Was Boris aware that the Chief Scientific Officer and Chief Medical Officer were presenting him with out-of-date information when they leant on him to impose a full lockdown on Friday? The data presented by them in the Downing Street presser is looking more and more like the dodgy dossier that Alastair Campbell cooked up to justify the invasion of Iraq.
Worth reading in full.
Stop Press: A reader with a scientific background has summarised the REACT survey for us.
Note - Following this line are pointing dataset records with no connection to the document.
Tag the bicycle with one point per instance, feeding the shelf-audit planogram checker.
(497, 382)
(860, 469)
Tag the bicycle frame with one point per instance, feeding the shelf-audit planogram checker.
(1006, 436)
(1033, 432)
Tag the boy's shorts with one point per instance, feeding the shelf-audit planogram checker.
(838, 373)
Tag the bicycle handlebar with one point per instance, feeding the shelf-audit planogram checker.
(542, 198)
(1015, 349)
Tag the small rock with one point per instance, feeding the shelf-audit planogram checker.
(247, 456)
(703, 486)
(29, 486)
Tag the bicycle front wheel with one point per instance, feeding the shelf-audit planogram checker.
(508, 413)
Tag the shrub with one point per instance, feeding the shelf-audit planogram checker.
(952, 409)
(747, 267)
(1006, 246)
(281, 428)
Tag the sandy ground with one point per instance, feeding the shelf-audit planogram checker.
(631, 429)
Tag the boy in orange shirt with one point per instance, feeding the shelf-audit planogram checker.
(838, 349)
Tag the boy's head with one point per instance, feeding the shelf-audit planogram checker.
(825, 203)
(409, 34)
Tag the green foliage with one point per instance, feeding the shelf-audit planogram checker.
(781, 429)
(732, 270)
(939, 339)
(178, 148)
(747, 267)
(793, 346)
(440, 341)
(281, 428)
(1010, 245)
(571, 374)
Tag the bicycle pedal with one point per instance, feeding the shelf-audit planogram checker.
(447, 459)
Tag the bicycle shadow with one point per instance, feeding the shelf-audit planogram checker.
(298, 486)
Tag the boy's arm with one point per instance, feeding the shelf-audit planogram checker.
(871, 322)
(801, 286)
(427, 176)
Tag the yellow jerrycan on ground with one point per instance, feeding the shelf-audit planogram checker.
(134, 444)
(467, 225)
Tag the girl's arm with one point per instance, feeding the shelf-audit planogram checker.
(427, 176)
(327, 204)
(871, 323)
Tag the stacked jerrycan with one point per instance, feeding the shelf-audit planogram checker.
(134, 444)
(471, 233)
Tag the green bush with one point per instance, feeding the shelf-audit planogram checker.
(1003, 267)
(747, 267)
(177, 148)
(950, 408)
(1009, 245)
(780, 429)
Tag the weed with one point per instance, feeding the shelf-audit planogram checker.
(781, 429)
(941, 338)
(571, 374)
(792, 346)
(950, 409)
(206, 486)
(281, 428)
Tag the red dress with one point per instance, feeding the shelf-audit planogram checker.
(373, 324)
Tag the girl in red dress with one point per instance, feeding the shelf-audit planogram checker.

You’ll recall, this was among the studies that scared the bejesus out Boris.
They take 85,971 self-administered swabs and analyse using our worst friend, the PCR.
They get 863 positives, which is 1%.
They then add a bit of ‘weight’ to it to make it 1.28%
THEN – get this! – they promptly ignore everyone who’s had it (probably 23 million based on an IFR of 0.2% and the deaths we’ve had) plus those who won’t get it because of T-cells, and multiply 1.28% by the entire population!
They then add a bit more ‘weight’ to the resulting 870,400 to make it 960,000 and then go ‘mmm… symptoms last about 10 days, so that must mean 96,000 cases a day!’
Shitty and Malice read it, report back to Prime Minister Lighthead (who at this stage I’m assuming can’t read himself unless it’s in Latin or Greek), everyone dumps in their pants and we’re off again.
Unbelievable. Utterly Un-make-up-able.